The Ancient Tradition of Challenging Family Gatherings

--By Amy Barr (blog 009)

My grandmother had a cone-shaped wicker basket full of wax fruit. She would predictably haul it from plastic wrap every year during the first week of November. This slightly musty smelling cornucopia, together with her matching pilgrim and Indian salt-and-pepper shakers meant the holidays were on their way. Once the vinyl harvest-gold tablecloth was spread on the dining table, the promises of pie and tender turkey were guaranteed.
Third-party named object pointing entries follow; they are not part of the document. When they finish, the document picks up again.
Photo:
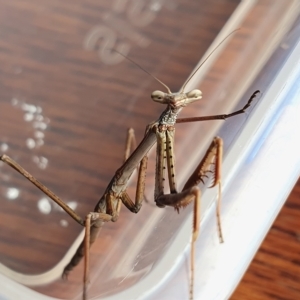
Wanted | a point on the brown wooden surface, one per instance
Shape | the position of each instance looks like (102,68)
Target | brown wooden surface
(275,270)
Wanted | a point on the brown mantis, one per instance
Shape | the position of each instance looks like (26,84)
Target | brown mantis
(162,132)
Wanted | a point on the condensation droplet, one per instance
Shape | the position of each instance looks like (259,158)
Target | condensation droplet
(40,125)
(64,223)
(39,142)
(3,147)
(14,101)
(39,118)
(39,134)
(44,206)
(29,107)
(30,143)
(12,193)
(28,117)
(73,204)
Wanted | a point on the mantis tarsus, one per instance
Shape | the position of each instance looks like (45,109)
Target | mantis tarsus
(161,132)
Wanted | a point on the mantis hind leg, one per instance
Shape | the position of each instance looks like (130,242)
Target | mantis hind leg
(210,164)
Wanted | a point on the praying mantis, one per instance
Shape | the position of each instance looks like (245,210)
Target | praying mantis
(162,133)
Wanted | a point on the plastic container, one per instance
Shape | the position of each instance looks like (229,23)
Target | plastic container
(145,255)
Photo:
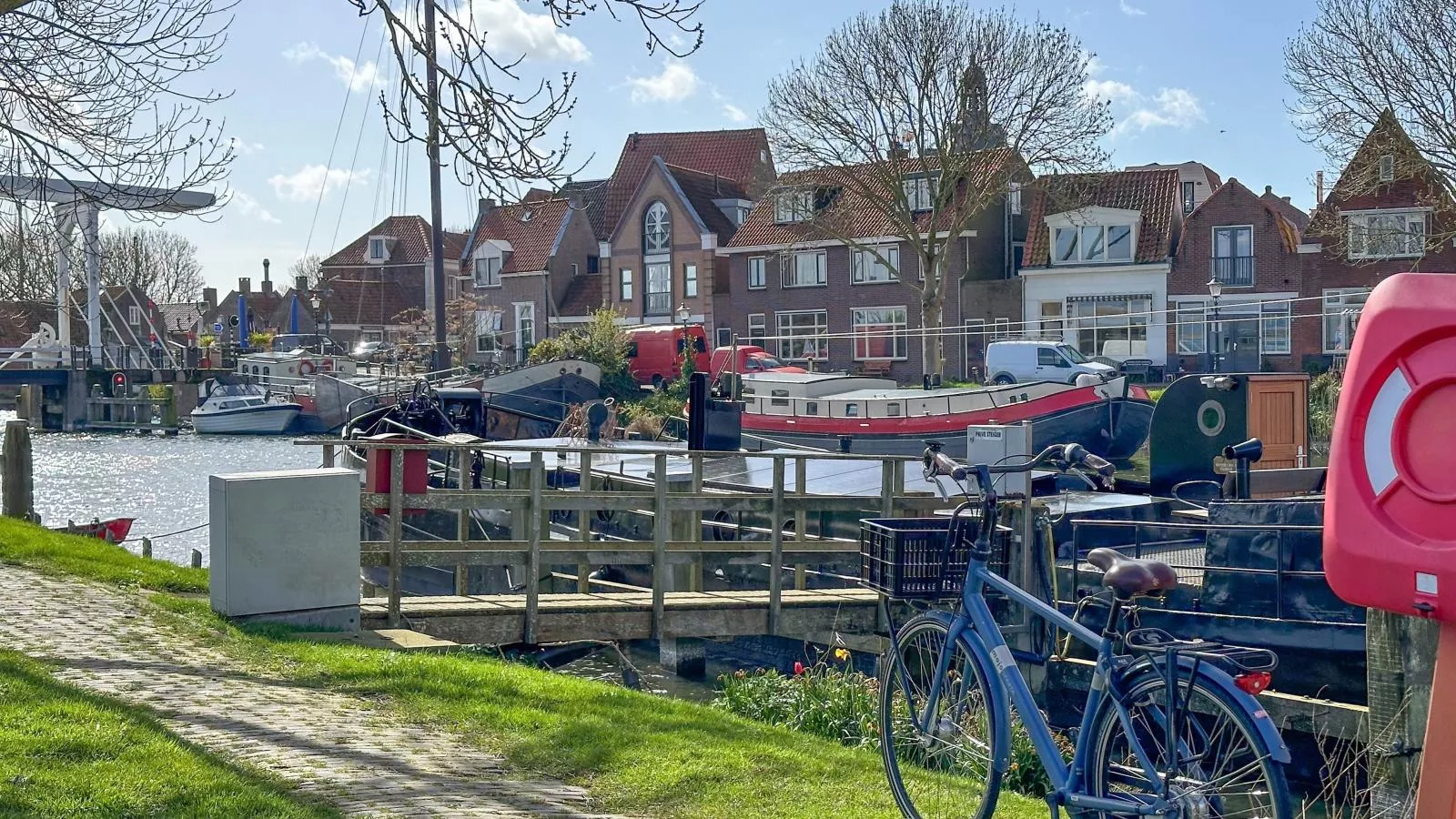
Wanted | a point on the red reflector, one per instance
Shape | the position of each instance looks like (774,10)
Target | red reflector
(1254,683)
Let’s go back to that wicker basket cornucopia decoration. For all you introverts looking to avoid small talk during this year’s family gathering, I’ll give you something substantial to use on your favorite extrovert, once he or she has you cornered. As a bonus, this may also impress grandma that the Latin or Mythology classes are paying off.
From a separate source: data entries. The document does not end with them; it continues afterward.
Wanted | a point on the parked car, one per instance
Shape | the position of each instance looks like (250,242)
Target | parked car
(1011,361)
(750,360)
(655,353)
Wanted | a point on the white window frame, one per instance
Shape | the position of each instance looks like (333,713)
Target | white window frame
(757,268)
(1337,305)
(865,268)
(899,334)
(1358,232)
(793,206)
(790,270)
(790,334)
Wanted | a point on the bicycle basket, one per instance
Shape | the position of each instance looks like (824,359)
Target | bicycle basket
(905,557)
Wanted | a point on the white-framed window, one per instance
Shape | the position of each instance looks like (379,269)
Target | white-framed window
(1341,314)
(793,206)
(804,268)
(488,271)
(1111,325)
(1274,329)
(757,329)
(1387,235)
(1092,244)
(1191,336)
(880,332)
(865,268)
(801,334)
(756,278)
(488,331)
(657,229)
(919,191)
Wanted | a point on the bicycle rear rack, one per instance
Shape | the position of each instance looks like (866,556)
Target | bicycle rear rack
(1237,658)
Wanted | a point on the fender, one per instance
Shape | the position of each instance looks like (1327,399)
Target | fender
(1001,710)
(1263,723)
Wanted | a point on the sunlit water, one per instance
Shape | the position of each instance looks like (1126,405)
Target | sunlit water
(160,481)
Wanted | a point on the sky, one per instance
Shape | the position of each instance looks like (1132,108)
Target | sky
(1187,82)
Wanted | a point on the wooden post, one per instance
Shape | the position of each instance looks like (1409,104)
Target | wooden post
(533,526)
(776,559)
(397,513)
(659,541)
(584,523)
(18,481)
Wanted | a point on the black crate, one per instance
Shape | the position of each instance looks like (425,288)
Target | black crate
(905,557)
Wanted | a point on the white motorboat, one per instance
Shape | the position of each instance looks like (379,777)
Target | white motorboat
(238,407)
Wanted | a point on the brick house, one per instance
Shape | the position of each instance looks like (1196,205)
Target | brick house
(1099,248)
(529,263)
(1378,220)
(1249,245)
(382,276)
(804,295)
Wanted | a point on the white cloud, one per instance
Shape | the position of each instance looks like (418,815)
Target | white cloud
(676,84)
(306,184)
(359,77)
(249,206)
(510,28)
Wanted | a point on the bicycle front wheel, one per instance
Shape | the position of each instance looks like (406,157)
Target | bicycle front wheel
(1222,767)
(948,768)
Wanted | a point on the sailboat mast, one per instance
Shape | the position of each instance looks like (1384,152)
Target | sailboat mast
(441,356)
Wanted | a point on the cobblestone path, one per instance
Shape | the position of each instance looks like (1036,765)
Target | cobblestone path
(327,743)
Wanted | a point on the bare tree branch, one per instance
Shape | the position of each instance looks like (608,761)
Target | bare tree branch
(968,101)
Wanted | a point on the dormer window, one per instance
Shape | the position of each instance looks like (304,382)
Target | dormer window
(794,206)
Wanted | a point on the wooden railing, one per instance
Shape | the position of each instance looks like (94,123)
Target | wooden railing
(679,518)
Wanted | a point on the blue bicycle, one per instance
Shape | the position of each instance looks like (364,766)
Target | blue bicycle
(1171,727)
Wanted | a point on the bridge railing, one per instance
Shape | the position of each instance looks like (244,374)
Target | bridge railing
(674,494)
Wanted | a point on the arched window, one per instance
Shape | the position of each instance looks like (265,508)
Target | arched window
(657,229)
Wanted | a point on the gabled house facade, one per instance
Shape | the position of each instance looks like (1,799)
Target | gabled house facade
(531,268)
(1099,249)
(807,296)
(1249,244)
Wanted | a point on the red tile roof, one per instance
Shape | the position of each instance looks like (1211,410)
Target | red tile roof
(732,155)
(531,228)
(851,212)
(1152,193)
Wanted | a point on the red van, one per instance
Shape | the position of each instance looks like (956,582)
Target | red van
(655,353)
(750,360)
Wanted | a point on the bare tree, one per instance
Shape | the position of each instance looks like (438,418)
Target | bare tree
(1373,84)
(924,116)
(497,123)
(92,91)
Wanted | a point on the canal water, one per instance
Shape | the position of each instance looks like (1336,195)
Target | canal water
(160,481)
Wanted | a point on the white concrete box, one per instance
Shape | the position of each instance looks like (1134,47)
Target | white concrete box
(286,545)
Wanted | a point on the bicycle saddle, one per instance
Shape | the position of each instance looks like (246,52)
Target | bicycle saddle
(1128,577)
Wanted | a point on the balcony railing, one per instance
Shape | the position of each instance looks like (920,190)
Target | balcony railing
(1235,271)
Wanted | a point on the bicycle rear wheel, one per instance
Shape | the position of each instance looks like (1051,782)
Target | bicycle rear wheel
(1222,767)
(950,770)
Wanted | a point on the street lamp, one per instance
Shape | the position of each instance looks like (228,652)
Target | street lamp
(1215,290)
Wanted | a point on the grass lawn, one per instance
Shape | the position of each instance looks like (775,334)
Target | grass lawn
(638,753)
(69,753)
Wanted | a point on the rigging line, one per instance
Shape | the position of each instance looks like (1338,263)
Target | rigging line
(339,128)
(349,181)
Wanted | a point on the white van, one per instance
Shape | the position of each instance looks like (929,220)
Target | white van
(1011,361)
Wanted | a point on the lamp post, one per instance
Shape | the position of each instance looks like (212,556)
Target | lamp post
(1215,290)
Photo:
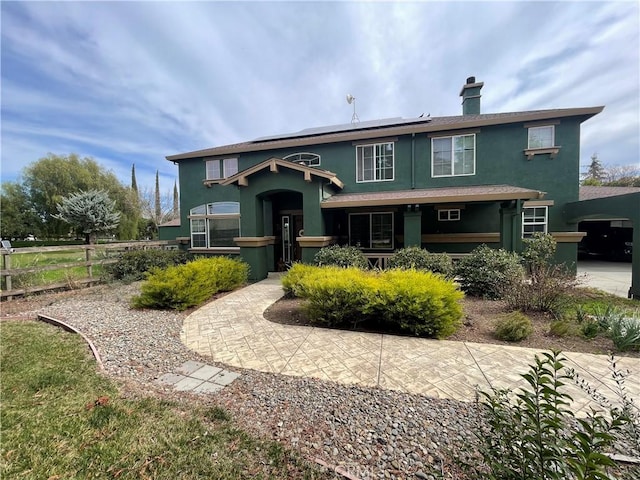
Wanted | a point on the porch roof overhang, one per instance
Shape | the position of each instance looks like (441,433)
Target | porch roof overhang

The cornu copiae was originally a minor detail in the myth of Zeus’ troubled upbringing. Zeus was the youngest child of a large dysfunctional family populated by paranoid and argumentative curmudgeons. So far this may sound exactly like your own family gatherings, so read on.

As the story goes, Zeus’ dad Kronos solved family conflicts mainly by eating his children. The good news for Classical mythology fans is that Zeus’ siblings (Hera, Hestia, Hades, Poseidon, and Demeter) were all immortal. Nobody was especially harmed—just majorly inconvenienced—by Kronos’ poor conflict resolution skills. By the time little Zeus came along, his five siblings were already braving most of their formative years in their father’s digestive track. 

When Zeus was born, mom Rhea swaddled a rock and tossed it to Kronos in the hopes she’d outwit him. The plan worked. Kronos swallowed that rock and went back to work being in charge of things, satisfied that his kids would all leave him in peace. Meanwhile, Rhea smuggled baby Zeus to Crete because, well, Crete is fabulous. 

Zeus drank goat milk until he was big enough to grow a nice full black beard at roughly a year old. Details are a bit foggy but either the goat or the goat-herding nymph was named Amalthea who safeguarded Zeus from being overheard by his dim father by playing load music night and day.

Things didn’t go so well for the goat. Rough little Zeus broke the poor thing’s horn off and then, as a touching tribute to the critter that saved his life, he turned her skin into a nice poncho. He decided to call that goat-skin cloak his aegis. Athena would later wear Zeus’ aegis around Olympus as a token of his favoritism to start arguments at family dinners. Later she bedazzled that weird old thing with the head of Medusa and a selection of snakes.

That old broken horn was special. It was blessed with the divine power to supply an endless number of elegantly arranged wholesome snacks. Some think this horn originally came from that time when Heracles wrestled a river god so hard that he broke his horn off (Greek river gods often had horns, FYI). But I enjoy imagining the stylish symbol of autumn abundance having its roots in that doozy of a family fight about how to raise kids. Either way, the symbol of seasonal “plenty” arose from arguments and wrestling.

In later imagery, any abstract Roman deities who represented luck, prosperity, peace, wealth, or art, were depicted carrying a cornucopia. While my Latin students come to class proud to already know that the word cornucopia means “horn” (cornu) “of plenty” (copiae), the word copia usually means “abundance, provisions, supplies.” If you were to see the word in a military context it would be used to refer to military troops.

This holiday may your table be graced with plenty and with abundance (and not with troops). May your family never be so dysfunctional that dad starts eating the kids. And please, take good care of your goats.